What is the best way to model the ‘other’ class in a image classification problem?
In other words, for simplicity let’s say I built an image classifier (now with say 3 classes: dogs, cats, giraffes). I gather the training data required to build the 3-class classifier. When I deploy the model to production I get some dogs, cats, giraffes --> no problem, because our model can identify them easily. But I also get a host of images that are not cats, dogs, giraffes in them or say they have elephants, zebras or some random selfies in them. So how does one model the ‘other’ category?
Is it better to:
a) build a 3-class classifier and predict something as ‘other’ when the softmax probabilities are not peaky/skewed towards a particular class? and try to tune a threshold? or
b) somehow try to gather training data for ‘other’ class and try to now train a 4-class model (cats, dogs, giraffe, other/everything_else)? or
c) is there a better way to formulate the problem?

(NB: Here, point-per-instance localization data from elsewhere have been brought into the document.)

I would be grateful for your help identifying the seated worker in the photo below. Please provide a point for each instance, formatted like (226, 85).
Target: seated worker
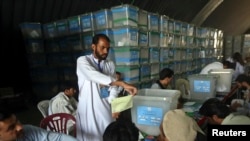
(178, 126)
(121, 131)
(119, 77)
(217, 65)
(243, 82)
(165, 77)
(64, 101)
(12, 130)
(217, 112)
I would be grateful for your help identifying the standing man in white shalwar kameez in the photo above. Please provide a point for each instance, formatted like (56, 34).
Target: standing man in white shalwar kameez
(97, 87)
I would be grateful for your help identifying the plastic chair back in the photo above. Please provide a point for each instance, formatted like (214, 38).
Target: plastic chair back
(60, 122)
(43, 107)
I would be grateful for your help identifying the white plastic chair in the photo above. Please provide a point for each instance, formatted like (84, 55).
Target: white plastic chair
(43, 107)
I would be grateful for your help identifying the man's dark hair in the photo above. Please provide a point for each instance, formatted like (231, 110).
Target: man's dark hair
(228, 64)
(97, 37)
(121, 131)
(214, 106)
(166, 72)
(5, 114)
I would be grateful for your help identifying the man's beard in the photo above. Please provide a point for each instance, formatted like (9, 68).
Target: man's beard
(100, 57)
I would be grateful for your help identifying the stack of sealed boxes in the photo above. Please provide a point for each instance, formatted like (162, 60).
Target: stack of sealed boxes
(142, 44)
(125, 51)
(44, 79)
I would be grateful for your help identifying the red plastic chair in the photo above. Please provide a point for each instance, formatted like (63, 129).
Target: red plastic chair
(60, 122)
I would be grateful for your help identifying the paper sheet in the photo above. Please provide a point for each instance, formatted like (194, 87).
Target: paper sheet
(121, 103)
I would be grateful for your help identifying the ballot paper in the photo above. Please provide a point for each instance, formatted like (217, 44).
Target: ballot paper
(121, 103)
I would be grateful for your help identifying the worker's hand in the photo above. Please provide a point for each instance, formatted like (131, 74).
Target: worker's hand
(130, 89)
(115, 115)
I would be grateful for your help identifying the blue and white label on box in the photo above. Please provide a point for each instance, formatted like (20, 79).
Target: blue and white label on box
(149, 115)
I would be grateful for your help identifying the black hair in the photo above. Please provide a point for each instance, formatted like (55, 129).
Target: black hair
(228, 64)
(119, 73)
(237, 57)
(121, 131)
(214, 106)
(166, 72)
(5, 114)
(97, 37)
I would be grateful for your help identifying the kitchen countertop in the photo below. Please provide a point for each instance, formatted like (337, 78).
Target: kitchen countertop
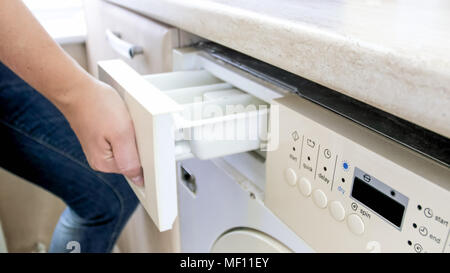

I think ultimately it depends on your classification goals.
Are you trying to choose an image that one, or more, together? Like an image may only have a lion, but then may also have an elephant too?
In that case, that’s what is called a “Multi Label” problem, where the output can have multiple positive values for each photo i.e. [1,0,0,1] for [giraffe, lion, zebra, elephant], for example.
However, if it’s a multi class problem, where the outputs are mutually exclusive and there CANNOT be more than one class at the same time, then yes you would use Softmax as your output.
For multi label multi class myself, I use sigmoid output and binary crossentropy as my loss. However the current cutting edge may be different now.
As opposed to categorical cross-entropy?
for multi-label i use multiple outputs with categorical cross-entropy for each - i prefer this to binary classification since i don’t need to normalize the input to be within 0,1 range
Interesting. I haven’t seen that before, but I primarily focus on NLP & NER. But it’s been a while since I last studied the most cutting edge stuff!
Best would be to throw a mix of other odds and ends into your original training data, and label them ‘other’. That way the model can learn to recognize stuff that doesn’t fit in other groups.
Thank you all for the feedback. I will try building out the training data for the ‘other’ class and evaluate the classifier.
@stevelizcnao: What I originally meant was that in my case the classes are mutually exclusive. They can either be a dog, cat or giraffe or other.
I haven’t taken the time to go through the fast.ai library in detail yet, but having a helper function to randomly pull images from imagenet (or it’s resized bcolz array) to tack-on an “other” class of images to the batch iterator feels appealing.
Please let me know if there’s any value in this…it might save people effort in collecting random images outside their actual dataset.
I have a similar problem, have a data set(train and test) with 3 parameters (image_band_1, image_band_2, and angle) and the target variable is binary (0 or 1).I Used the approach with two convolution networks one for band_1 and another for band_2 and merged it with the mean function after flattening and concatenated another input layer for the angle and finally to a dense layer of 10 than to the 1 with the sigmoid activation, Adam for the optimizer and binary cross entropy for the loss.It yields me 87% acc (yet I am not optimized with the parameters) which is quite good, But I like to know any other architecture which would fit better for this type of data.
I think there’s value, but it’s a bit too special-case to put it into fastai. Instead, perhaps share it as a gist, or a pip installable library of its own?